Cornelius made a mark in the corner. Zira made another. Then Cornelius. Three moves later, Zira leaped up and held her hands clasped over her head, victorious boxer style. She chattered laughter.

“That settles that,” Lewis said. He took raisins from his pocket and gave them to Zira, then a smaller number to Cornelius. “Stevie, I’ve never heard of chimps who could play Tic-tac-toe by the rules. Not like that, waiting their turn to move—the best I’ve ever seen is a race to make three in a row. Those are the best trained chimpanzees I’ve ever heard of.”

“Is it just training, Lew? Couldn’t it be intelligence?”

“It’d be a whole order of magnitude higher than we expect of apes,” Lewis Dixon said. “OK. Let’s find out Kroeger’s test.”

“Sure.” Stephanie helped him attach a banana to the ceiling. The ladder was removed from the cage.

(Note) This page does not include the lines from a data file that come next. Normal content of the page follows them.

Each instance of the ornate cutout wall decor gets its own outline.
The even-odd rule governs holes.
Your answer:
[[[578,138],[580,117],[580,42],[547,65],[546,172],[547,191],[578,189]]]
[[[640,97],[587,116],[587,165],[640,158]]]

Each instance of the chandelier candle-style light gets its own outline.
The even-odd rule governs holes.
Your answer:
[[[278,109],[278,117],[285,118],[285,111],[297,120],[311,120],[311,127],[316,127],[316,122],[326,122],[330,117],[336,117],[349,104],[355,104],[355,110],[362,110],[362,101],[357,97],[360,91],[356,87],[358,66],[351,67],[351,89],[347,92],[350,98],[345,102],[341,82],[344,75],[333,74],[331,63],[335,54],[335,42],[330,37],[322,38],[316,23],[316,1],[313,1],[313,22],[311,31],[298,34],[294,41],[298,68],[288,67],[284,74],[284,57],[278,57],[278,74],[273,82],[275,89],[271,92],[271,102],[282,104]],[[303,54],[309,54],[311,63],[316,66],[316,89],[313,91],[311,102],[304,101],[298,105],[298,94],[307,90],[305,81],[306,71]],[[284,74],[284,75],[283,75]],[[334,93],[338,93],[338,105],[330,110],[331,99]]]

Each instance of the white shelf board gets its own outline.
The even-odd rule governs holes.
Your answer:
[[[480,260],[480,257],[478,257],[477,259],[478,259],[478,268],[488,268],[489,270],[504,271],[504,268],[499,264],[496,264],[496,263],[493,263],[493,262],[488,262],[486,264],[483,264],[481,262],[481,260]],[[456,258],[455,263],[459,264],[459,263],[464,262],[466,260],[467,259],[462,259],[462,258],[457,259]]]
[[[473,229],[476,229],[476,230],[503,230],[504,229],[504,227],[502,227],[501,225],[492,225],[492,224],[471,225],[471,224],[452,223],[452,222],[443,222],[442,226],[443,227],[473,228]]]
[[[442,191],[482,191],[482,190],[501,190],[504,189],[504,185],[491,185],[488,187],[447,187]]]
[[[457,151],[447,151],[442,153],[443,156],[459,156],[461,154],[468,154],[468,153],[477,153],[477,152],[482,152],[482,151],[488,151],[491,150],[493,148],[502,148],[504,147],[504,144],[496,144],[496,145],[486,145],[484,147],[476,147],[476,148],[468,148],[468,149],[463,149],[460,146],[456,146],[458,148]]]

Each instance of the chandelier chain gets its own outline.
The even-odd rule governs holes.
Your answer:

Then several boxes and a stick were laid on the cage floor.

The three chimps stared at the boxes, up to the banana, and out to Lewis and Stevie.

“Maybe they aren’t hungry,” Jim said. “Fed ’em a lot last night.”

“I think they’re too stupid,” Lewis said. “They were only trained, not intelligent. As I thought.”

Zira snorted. One of the other chimps squalled. Zira looked at the boxes for a moment, then attached two together. She added others until they formed a staircase, and, with the pole, would let her reach the banana. Zira climbed to the top of the box, used the stick to touch the fruit, and climbed back down again.

“But why didn’t she get it?” Stevie asked.

Zira turned to the girl. “Because I loathe and detest bananas.” Her voice was very clear and carefully controlled.

Cornelius shouted: “Zira!”

Stephanie sat very carefully at the desk outside the cage.

“You all right?” Lewis asked. His own legs felt a little rubbery.

“Sure. It surprised me, that’s all. I don’t know why. It’s only a chimpanzee speaking English. We did hear that, didnt we, Lewis?” She continued to sit at the desk.

“We surely did,” Lewis said. He turned to the chimps. “Can all of you talk?”